Reports of child labour or modern slavery reported via SCI’s reporting channels are dealt with by the appropriate levels of the organisation. The SCI trustees and the Charity Commission are notified of any reports as appropriate. SCI anticipates that, through the efforts being made to increase awareness of this issue amongst its staff, partners and suppliers, and the access to reporting mechanisms, modern slavery can be exposed and rooted out where it exists.
SCI’s Supply Chain
With over 100,000 suppliers globally, it is not feasible to have a centralised training programme for all our suppliers across our supply chain. Our country and regional offices identify risks arising through their supplier due diligence work that they engage in, and provide support and clarification where needed on modern slavery to suppliers. We also engage with suppliers on a case-by-case basis to address queries regarding our contractual requirements (including with regard to our mandatory Modern Slavery policy). SCI provides training to suppliers in some contexts, and this is determined at the local level. In addition, SCI is also in the process of finalising and issuing a Sustainability Policy to its suppliers, which sets out its mandatory obligations (as well as recommendations). This Policy includes SCI’s expectations for its suppliers in relation to preventing and mitigating risk and occurrence of modern slavery and exploitation.
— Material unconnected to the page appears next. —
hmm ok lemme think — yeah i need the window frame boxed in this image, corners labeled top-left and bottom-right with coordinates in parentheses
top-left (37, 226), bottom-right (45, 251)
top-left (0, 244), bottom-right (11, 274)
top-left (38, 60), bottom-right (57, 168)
Our International Safeguarding team incorporates information on modern slavery into our partner safeguarding training which now covers adults and children.
D: OUR COMMITMENTS
SCI is committed to the continuing evaluation of our systems and processes to ensure that we can continue to raise awareness of, prevent, report and respond to issues of modern slavery.
Some of the actions which SCI will continue to focus on in 2022 include:
- Strengthening community engagement as part of our prevention work and adult safeguarding practices to help ensure that modern slavery aspects are integrated and risks mitigated.
- Enhancing awareness within SCI on modern slavery risk through the roll-out of a specific e-learning course.
- Continued delivery of safeguarding training, refresher training and guidelines to SCI’s supply chain staff globally, which incorporates information on modern slavery, helping local teams to identify and address risk areas in their contexts and providing awareness of existing tools and how to use them.
- The continued roll-out of a global platform to manage supply contracts.
- Finalising and issuing our Supplier Sustainability Policy which covers, amongst other key topics, our Modern Slavery expectations for our supplier base.
- Embedding our safeguarding risk tool across the organisation.
This statement is made pursuant to section 54(1) of the Modern Slavery Act 2015 and constitutes SCI’s slavery and human trafficking statement for the financial year ending 31 December 2021. It was approved by the Board of Save the Children International on 14 June 2022, and published on SCI’s website on 23 June 2022.